Uni soll abrüsten

WISSENSCHAFT Studierende der Kieler Universität wollen eine Zivilklausel für ihre Hochschule. Das Institut für Sicherheitspolitik und das Präsidium sind dagegen

■ Seit dem Jahre 1986 hat die Universität Bremen eine „Zivilklausel“ als Selbstverpflichtung – dennoch ist weiterhin in Kooperation mit Rüstungsfirmen an militärischen Projekten geforscht worden.

■ In den Jahren 2008 bis 2011 flossen Forschungsmittel zwischen 20.000 und 50.000 Euro, insgesamt 228.000 Euro. Vor allem ging es um Projekte der Rüstungsfirma Rheinmetall.
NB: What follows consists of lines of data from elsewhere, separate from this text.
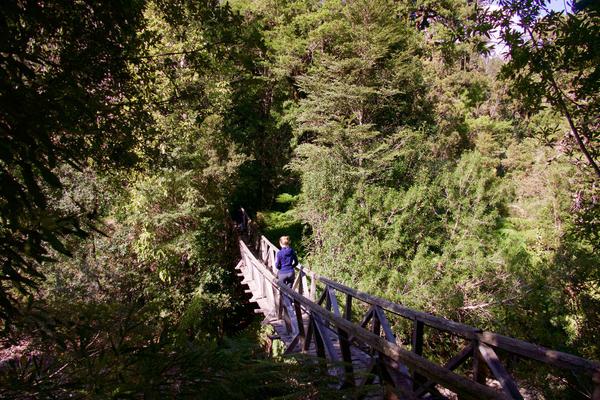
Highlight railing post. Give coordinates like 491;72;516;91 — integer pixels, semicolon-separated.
411;318;425;389
592;371;600;400
472;340;485;385
344;293;352;321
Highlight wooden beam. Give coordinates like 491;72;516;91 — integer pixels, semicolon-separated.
240;242;509;400
477;332;600;375
325;287;340;317
411;319;425;389
479;343;523;400
415;343;473;396
337;328;354;387
313;315;339;362
319;276;481;339
344;294;352;321
375;306;396;343
359;307;373;328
■ Im Jahre 2012 hatte die Debatte um die Zivilklausel neu begonnen, weil die Raumfahrt-Firma OHB, die auch Aufträge der Bundeswehr hat, eine Stiftungsprofessur spendieren wollte. Der Akademische Senat hat sein Bekenntnis zur Zivilklausel erneuert. „Harte“ Sanktionsmöglichkeiten gibt es nicht – mit Hinweis auf die Wissenschaftsfreiheit.  EST/KAWE

VON ESTHER GEISSLINGER

Hubschrauber im Anflug, grimmige Männer in Tarnkleidung – auf seiner Homepage kommt das „Institut für Sicherheitspolitik“ (ISPK) der Universität Kiel martialisch daher. Das Institut ist nicht nur für die akademische Forschung und Lehre tätig, sondern es arbeitet auch im Auftrag des Verteidigungsministeriums, unter anderem zu „Niederschlagung von Aufständen“ und „Zuwachs von Massenvernichtungswaffen“. Damit soll Schluss sein, fordern Studierende der Universität: Der Asta ließ abstimmen, ob eine Zivilklausel künftig militärische Forschungen verbietet. Dafür gab es eine Mehrheit, doch Uni-Präsidium und Institut lehnen die Selbstverpflichtung ab.
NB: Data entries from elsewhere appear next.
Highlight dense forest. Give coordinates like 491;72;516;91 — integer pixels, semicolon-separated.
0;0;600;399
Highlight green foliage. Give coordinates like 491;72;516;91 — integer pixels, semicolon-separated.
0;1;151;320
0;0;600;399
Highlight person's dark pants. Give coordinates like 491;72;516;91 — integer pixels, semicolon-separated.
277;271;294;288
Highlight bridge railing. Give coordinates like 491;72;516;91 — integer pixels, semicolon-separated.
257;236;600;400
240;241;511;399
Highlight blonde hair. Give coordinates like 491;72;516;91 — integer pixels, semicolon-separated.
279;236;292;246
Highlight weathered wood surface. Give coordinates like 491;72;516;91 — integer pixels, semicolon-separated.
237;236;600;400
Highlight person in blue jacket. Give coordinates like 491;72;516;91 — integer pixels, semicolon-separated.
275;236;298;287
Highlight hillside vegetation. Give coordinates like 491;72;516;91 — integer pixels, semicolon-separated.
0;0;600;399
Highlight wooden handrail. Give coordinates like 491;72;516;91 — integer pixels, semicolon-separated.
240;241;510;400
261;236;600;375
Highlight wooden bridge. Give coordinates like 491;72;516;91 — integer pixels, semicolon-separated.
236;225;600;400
An der Wahl zum Studierendenparlament, an die der Asta die Abstimmung über die Zivilklausel eingeklinkt hatte, beteiligten sich nur rund 4.000 der etwa 24.000 Studierenden der Kieler Uni. Deren Votum war eindeutig: Etwa zwei Drittel wollen die Zivilklausel. Sie soll nach Vorstellung des Asta in der Grundordnung der Uni verankert werden und „Forschung und Lehre frei von militärischen Einflüssen halten“. Lehrstühle hätten „eine Grundlage, für sie fragwürdige Drittmittelprojekte trotz Wettbewerbdrucks abzulehnen“, heißt es in einer Erklärung der Zivilklausel-Befürworter.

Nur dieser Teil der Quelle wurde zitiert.